Heineken launches low carbon barley trial

By Rachel Arthur contact

- Last updated on GMT

Pic:getty/petercade
Pic:getty/petercade

Related tags: Heineken, Sustainability, Beer

Heineken UK is looking at how barley can be grown in a more sustainable way to help reduce CO2 emissions.

Barley is a cereal grown around the world, representing the main raw material used in brewing. In conjunction with malt supplier Muntons and supply chain consultancy Future Food Solutions, Heineken UK will start a trial this autumn with 10 Yorkshire farmers. This will cover around 7,000 acres of winter and spring barley, yielding up to 25,000 tonnes of grain – enough for around 300 million pints of beer.

The pilot will focus on a number of sustainable farming techniques including inter-row cropping, growing cover crop mixes including varieties such as phacelia, oil radish and clovers, using less invasive measures to prepare the land and optimising crop nitrogen use.

Outcomes will be measured in terms of the amount of CO2 sequestered by the soil and the reduction in the amount of nitrogen needed to be added to the crop to produce healthy yields.

The barley from the trial will first go to Muntons’ plant at Flamborough, Bridlington (East Riding of Yorkshire), for malting. From there, it will be transported to Heineken’s brewery in Tadcaster (North Yorkshire) where it will be used in the brewing process.

Tackling agriculture's carbon footprint

Agriculture is the second biggest contributor to Heineken’s carbon footprint. This trial is part of a global Heineken programme: the 2040 low carbon farming programme, which has been launched in 10 countries to reduce carbon emissions and capture CO2 in the soil.

Learnings from the Yorkshire pilot will be used to scale the project over the coming years to help contribute to Heineken’s global ambition to reduce emissions from agriculture by 33% by 2030 versus a 2018 baseline, and to achieve a carbon neutral value chain by 2040.

Steven Cann, Director of Future Food Solutions, explained the Yorkshire trial should benefit both Heineken and farmers. “Farmers benefit from improved soil health and lower farm input costs. Spring barley, which is what most brewers prefer, is prone to drought but increasing soil organic matter means the land retains far more water, so the farmers get greater resilience built into their crops. This equates to better crops and better margins.

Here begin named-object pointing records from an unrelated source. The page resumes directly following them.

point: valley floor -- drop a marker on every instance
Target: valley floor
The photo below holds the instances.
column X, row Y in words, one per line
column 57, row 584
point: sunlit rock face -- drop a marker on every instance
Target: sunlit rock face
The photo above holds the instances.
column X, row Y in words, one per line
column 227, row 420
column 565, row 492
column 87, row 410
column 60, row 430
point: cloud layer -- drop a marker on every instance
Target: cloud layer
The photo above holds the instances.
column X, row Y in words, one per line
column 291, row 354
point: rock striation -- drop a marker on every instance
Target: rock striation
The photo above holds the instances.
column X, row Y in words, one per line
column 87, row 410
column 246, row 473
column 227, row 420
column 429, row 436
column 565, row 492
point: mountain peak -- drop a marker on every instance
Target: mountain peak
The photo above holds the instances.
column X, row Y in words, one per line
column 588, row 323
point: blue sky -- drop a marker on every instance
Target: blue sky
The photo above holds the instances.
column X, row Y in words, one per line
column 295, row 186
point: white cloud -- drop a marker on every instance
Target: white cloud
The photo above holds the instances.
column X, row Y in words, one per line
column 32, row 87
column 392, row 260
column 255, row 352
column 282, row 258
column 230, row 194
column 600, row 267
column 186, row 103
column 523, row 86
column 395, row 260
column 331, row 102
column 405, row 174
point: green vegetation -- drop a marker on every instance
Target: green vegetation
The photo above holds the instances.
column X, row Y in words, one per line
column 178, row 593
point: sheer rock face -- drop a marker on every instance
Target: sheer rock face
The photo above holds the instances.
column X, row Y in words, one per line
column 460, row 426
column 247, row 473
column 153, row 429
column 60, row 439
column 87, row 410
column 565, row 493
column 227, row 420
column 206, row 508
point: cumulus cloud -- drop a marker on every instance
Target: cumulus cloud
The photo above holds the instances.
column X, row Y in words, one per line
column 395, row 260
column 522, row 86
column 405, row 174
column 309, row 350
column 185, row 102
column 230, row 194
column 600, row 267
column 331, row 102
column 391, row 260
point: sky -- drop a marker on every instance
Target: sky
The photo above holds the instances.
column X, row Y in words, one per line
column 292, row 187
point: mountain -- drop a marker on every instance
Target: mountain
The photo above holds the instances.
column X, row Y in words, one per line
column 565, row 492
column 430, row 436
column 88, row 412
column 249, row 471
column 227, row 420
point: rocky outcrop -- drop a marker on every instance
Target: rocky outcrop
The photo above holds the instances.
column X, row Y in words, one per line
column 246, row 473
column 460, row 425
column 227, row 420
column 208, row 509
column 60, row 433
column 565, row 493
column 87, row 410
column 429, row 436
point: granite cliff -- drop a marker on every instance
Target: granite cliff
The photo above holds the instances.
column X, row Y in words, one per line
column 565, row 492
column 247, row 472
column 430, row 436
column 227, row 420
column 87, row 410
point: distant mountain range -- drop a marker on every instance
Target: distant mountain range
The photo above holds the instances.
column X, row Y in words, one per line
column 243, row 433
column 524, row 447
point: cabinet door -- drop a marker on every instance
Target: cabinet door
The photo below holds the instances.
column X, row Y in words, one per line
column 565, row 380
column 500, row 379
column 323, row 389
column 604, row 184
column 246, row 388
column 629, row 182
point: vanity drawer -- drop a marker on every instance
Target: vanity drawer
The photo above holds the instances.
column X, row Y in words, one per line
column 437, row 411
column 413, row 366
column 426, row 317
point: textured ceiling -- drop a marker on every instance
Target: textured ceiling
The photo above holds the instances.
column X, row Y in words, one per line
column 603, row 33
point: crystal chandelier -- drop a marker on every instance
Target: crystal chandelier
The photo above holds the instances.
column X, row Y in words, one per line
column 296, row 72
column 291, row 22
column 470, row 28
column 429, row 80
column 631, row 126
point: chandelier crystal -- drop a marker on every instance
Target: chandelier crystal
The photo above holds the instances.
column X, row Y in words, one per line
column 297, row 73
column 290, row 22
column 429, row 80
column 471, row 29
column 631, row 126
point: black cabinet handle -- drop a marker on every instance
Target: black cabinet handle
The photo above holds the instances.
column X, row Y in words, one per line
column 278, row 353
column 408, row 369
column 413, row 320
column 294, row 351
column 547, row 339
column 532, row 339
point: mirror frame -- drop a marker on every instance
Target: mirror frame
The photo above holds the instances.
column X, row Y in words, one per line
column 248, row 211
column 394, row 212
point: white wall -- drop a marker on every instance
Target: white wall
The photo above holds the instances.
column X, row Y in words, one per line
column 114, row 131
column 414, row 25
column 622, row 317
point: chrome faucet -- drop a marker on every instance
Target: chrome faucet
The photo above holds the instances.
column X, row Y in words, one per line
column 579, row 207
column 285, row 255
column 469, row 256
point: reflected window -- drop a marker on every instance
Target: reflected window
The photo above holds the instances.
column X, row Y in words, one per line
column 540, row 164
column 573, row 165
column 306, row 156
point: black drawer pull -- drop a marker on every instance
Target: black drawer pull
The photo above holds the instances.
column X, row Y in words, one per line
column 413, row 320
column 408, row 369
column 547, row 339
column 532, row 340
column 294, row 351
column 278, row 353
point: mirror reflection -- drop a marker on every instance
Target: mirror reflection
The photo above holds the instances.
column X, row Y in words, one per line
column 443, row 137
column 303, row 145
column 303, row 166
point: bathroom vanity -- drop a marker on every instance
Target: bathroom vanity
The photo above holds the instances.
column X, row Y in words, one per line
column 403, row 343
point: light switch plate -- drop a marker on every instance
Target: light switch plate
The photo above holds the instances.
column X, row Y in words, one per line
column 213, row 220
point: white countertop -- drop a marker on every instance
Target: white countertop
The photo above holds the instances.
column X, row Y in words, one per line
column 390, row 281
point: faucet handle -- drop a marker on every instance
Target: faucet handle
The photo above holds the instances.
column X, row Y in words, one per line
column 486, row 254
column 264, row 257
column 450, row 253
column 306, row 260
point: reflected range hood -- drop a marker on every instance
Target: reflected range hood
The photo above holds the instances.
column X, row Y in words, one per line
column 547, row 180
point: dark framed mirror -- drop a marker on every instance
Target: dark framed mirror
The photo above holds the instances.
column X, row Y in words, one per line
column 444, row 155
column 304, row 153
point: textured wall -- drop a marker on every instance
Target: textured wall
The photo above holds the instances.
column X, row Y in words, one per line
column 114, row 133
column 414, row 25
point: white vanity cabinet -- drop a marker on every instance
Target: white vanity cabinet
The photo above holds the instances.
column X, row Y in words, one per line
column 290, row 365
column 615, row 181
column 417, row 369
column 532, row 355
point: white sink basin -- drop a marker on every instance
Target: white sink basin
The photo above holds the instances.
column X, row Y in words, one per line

"Heineken benefits from a more sustainable, more resilient supply chain that will help the business meet its carbon neutrality targets and the consumer enjoys a tasty, refreshing beer in the knowledge that it has had a significantly reduced impact on the environment.”

Matt Callan, Supply Chain Director at Heineken, said: “This trial is very much about ensuring we create a sustainable long-term supply chain that benefits farmers, the planet and biodiversity.

“Agriculture is the second biggest contributor of our carbon footprint and with our new ambition to hit carbon neutrality through our entire value chain by 2040, tackling this part of our footprint is key. This is the reason we have partnered with Future Food Solutions and Muntons. They help farmers to integrate a range of innovative ideas into their processes to reduce carbon emissions and improve soil health; exactly the things we need to make our barley more sustainable.”